「愛と救いの観音経」

「愛と救いの観音経」(瀬戸内寂聴/嶋中書店)

→国民的人気作家の瀬戸内寂聴さんによる観音経の解説本。
最近気づいたのは、結局のところ人間のなにがいちばんいけないって不安である。
不安がなによりもよくない。どこまでも不安はわざわいにしか結びつかない。
なにかを実行するときでも不安のままやったらかならずや成功確率が下がるだろう。
不安な人がひとりいると周囲にまで伝染してしまう。結果、事故も起こりやすくなる。
では、どうしたら不安が取れるのか。
いかにしたら目指すべき安心に到ることができるのか。
精神科に行って抗不安剤をもらうのもいいが、手っ取り早いのは読経だと思う。
お経を声に出して読むと、なにやら心が落ち着きを見せる。
なるようにしかならないんだな、ということがぼんやりわかってくる。
ならば、どのお経がいちばん適しているのか。たぶん観音経ではないかと思う。

観音経の内容は「大丈夫!」である。なにがあってもあたしがついているから大丈夫!
ぜったい悪くならないし、悪くなっても最後のところで救ってあげるからまかせといて!
このように母親とも恋人とも判別せぬ観音さまが請け負ってくれるのがこのお経だ。
メッセージは「まかせといて! 安心してていいから!」である。
どうやら「なんとかなる!」と気合を入れてやれば、
かなり難しいことも驚くほどうまくいくような気がする。
「大丈夫かな?」と迷いながらトライするよりはるかにいいのはご同意いただけると思う。
横断歩道の白線部分を歩くのは怖くないけれど、
あれが白道で下には火炎が燃えさかっていると思うから恐怖で足が震えてくるのである。
横断歩道の白線だと思って歩けば、どんな危ない道でも楽々と渡りきれるのではないか。
そのときあるといいのが観音経なのだと思う。
観音経を通して観音さまがお恵みくださる功徳を寂聴さんは以下のように説明する。
おそらく、これが(不安ならぬ)安心というのだろう。

「出家して以来、私は水が低きに流れるように、
観音さまを心から信じるようになっていたのです。
そして、自分の身の上におこるあらゆることは、観音さまのおはからいであって、
私はそのおはからいに従って動かされているのだ、と思うようになったのです」(P175)

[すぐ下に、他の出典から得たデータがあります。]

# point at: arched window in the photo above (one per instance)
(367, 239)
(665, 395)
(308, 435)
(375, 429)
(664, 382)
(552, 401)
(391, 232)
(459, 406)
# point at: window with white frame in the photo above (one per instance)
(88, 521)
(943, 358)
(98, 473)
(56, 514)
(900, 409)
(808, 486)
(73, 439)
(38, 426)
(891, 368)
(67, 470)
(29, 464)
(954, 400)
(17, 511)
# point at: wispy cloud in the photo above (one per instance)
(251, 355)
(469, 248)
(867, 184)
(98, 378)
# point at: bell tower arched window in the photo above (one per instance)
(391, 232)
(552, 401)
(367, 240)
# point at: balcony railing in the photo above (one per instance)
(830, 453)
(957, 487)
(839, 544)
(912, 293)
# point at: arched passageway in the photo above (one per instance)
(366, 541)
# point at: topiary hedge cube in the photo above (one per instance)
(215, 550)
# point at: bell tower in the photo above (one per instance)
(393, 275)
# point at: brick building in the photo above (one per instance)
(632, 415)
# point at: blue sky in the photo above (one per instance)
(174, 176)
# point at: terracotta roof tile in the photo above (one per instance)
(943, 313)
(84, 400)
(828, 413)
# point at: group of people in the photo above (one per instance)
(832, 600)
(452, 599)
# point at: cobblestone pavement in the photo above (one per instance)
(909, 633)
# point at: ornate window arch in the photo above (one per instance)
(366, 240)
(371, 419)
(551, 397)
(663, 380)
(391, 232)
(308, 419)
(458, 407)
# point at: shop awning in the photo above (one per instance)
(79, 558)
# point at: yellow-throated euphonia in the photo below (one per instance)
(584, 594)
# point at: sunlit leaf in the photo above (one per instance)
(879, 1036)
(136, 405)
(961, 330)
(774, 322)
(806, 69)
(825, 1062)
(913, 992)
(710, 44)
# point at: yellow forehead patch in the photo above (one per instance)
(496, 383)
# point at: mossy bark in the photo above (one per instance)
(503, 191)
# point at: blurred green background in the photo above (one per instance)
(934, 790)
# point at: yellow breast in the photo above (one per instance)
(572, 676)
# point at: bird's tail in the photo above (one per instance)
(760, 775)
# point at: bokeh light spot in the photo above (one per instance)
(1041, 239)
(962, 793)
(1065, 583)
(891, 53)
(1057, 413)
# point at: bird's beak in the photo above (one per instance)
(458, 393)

「私は今ではもう、自分の命も、仕事の生命も、観音さま任せにしています。
それは、まことに安心でおだやかな幸せな境地です。信とは任せることです」(P177)


寂聴さんの好きな一遍の言葉にある。
「信といふは、まかすとよむなり。
他の意(こころ)にまかする故に、人の言(ことば)と書(かけ)り。[信=人+言]」。
観音さまが「あたしにまかせて!」と言っているのだから、おまかせすればいいのだろう。
不安がなくなるという意味で観音経は現世利益の多い実践的なお経だと思う。
お経といったら般若心経だが、意外と観音経が合う人もいるかもしれない。